How Do Linear and Angular Accelerations Affect Stick Balancing?

[saltine]

Homework Statement

Find the linear and angular accelerations given that FA is the applied force.
v is the current linear velocity and w is the current angular velocity.
r is the radius of the stick.
h is length of the stick.
d is angle from the vertical axis.

Homework Equations

a = dv/dt; linear acceleration
u = dw/dt; angular acceleration
I_center = m h²/12; moment of inertia of stick

The Attempt at a Solution

Sum of horizontal forces:
m a_x = -F_A
a_x = -F_A/m

Sum of vertical forces:
ma_y = -mg + F_N = 0

Sum of torque
T = I u = 0.5 h F_N sin(d) - 0.5 h F_A cos(d)
u = 0.5 h ( mg sin(d) - F_A cos(d) ) / ( m h²/12 )
u = ( 6 / m h )( mg sin(d) - F_A cos(d) )

Is this correct?

Shouldn't the vertical acceleration be non-zero? Because if w and u are non-zero, and the finger maintains at the same height, then the center of mass of the stick must be moving. What is wrong with the above?

- Thanks
And thank you for replying to my other thread. There are so many threads I thought I shouldn't bump the one that was solved.

 

[AvroArrow]

The vertical acceleration is zero because the stick is rotating at a constant height. The angular acceleration (u) is non-zero, but this is because the angular velocity (w) is changing, not because the stick is rising or falling. So the linear acceleration of the center of mass of the stick is zero, since the stick is rotating in place.

 

[thomate1]

I would like to point out that the equations and solution provided are correct and follow the principles of Newton's laws of motion and conservation of angular momentum. However, there may be some assumptions made that may not accurately represent the real-world scenario of stick balancing.

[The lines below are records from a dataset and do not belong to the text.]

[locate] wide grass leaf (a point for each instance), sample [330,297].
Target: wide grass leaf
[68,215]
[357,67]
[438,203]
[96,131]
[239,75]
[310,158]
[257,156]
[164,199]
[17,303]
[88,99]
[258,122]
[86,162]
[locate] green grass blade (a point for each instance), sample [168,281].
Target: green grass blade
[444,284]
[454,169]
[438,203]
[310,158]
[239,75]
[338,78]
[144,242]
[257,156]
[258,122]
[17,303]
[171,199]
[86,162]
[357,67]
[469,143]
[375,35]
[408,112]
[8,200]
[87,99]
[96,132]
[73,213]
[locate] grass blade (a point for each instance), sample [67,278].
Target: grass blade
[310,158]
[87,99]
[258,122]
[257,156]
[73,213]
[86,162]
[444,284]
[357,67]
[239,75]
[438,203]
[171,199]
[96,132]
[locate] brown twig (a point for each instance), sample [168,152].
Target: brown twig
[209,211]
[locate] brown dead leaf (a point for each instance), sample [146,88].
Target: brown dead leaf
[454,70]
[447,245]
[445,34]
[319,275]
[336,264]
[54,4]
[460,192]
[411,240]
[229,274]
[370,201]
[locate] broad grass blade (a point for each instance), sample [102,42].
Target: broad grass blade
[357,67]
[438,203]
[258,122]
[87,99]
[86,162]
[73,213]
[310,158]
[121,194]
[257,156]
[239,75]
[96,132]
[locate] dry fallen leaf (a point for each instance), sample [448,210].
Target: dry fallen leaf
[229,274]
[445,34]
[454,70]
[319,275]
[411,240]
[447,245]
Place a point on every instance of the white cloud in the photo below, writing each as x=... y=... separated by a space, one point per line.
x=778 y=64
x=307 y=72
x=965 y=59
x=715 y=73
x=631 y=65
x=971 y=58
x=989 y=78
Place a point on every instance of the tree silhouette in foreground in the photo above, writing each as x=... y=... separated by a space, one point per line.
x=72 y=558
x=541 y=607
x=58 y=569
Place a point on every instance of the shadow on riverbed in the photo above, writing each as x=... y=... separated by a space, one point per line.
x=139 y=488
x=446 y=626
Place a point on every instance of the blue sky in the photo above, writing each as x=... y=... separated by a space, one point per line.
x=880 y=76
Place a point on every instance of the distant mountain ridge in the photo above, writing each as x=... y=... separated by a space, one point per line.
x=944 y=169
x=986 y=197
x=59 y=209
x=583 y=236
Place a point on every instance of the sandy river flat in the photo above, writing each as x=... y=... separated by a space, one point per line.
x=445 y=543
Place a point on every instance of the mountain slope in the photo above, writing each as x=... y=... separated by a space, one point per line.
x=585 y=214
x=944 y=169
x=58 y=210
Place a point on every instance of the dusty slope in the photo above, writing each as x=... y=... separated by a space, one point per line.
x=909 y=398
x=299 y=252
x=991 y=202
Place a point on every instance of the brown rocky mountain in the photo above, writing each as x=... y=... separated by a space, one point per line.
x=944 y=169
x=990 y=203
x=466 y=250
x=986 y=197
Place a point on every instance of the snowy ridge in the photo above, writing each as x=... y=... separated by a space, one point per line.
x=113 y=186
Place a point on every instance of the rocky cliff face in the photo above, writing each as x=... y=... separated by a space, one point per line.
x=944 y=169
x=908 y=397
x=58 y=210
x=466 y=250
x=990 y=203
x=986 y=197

Firstly, the equations assume that the stick is a rigid body, which may not be the case in reality. The stick may have some flexibility or may bend under the applied force, which can affect the linear and angular accelerations.

Secondly, the equations also assume that the stick is perfectly balanced and that there are no external forces acting on it besides the applied force. In reality, there may be other forces such as air resistance, friction, or uneven ground that can affect the balance of the stick.

Lastly, the equations assume that the stick is being balanced by a finger at one end, which may not be the case in all scenarios. The position and force applied by the finger can also affect the balance of the stick.

In conclusion, while the provided solution is mathematically correct, it may not accurately represent the real-world scenario of stick balancing. Further factors and variables would need to be considered to fully understand and predict the behavior of a balancing stick.